According to Newton’s 2nd law, the following applies to our system:
\[F\,=\,ma\,=\,(m_1\,+\,m_2\,+\,m_3)a\Rightarrow\,a\,=\,\frac{F}{m_1\,+\,m_2\,+\,m_3},\tag{4}\]
where F is the force acting on our system, m is its total mass (here, evidently m = m₁ + m₂ + m₃) and a is the acceleration of the system’s centre of mass. The expression on the right side of relation (4) for the constant force F is also a constant; the movement is thus evenly accelerated. During this movement with acceleration a and null initial velocity, we can determine the increase of the x coordinate of the centre of mass as displacement Δx that the centre of mass travels because of the acting of the force F over time t₁ − t₀ like this:
\[{\Delta}x\,=\,\frac{1}{2}a(t_1\,-\,t_0)^2.\tag{5}\]
With the help of relation (4), we will adjust relation (5):
\[{\Delta}x\,=\,\frac{1}{2}\frac{F}{m_1\,+\,m_2\,+\,m_3}(t_1\,-\,t_0)^2.\tag{6}\]

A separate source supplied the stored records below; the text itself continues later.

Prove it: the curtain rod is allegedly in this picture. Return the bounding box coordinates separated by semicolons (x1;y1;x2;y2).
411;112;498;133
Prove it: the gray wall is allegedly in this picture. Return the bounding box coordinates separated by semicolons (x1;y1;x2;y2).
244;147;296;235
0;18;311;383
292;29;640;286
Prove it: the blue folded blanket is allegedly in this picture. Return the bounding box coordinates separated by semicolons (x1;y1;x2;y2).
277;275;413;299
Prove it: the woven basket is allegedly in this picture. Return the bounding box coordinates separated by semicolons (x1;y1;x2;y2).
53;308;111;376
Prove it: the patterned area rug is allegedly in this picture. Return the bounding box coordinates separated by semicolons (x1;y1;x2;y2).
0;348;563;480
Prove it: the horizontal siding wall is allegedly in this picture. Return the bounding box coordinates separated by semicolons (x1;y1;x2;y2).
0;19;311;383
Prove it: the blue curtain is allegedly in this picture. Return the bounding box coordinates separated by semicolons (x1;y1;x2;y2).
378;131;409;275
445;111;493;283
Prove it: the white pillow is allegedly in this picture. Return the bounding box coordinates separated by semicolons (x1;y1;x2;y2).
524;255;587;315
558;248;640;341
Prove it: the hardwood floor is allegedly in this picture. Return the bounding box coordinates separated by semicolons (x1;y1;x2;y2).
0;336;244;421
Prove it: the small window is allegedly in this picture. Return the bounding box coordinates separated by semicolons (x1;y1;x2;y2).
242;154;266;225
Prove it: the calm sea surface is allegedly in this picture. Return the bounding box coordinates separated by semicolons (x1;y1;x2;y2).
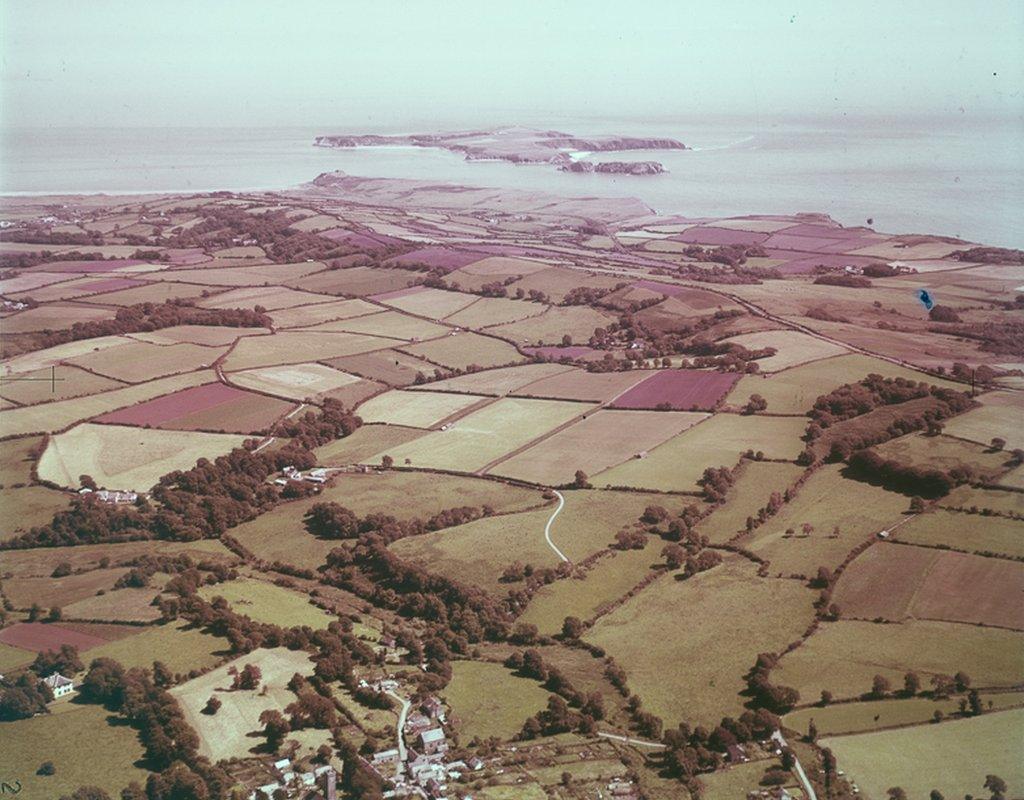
0;117;1024;247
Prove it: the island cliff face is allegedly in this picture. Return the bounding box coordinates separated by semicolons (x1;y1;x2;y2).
559;161;665;175
313;127;687;175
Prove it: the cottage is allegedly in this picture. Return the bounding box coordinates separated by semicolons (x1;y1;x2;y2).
420;727;447;756
43;672;75;700
420;697;444;722
373;748;399;766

We can then get the final x coordinate of the centre of mass x_T1 as a sum of the initial coordinate x_T0 and the change Δx:
\[x_{T_1}\,=\,x_{T_0}\,+\,{\Delta}x.\tag{7}\]
Substituting into the relation (6) gives us the final equation:
\[x_{T_1}\,=\,x_{T_0}\,+\,\frac{1}{2}\frac{F}{m_1\,+\,m_2\,+\,m_3}(t_1\,-\,t_0)^2.\tag{8}\]
Numerically:
\[x_{T_1}\,=(\,0{,}01\,+\,\frac{1}{2}\frac{0{,}06}{0{,}005\,+\,0{,}010\,+\,0{,}015}(2\,-\,0)^2)\,\mathrm{m}\,=\,401\,\mathrm{cm}.\]
The final position of the centre of mass of the system is T₁ = [401, 2, -2] cm.
Answer
The final position of the centre of mass of the system is T₁ = [401, 2, -2] cm.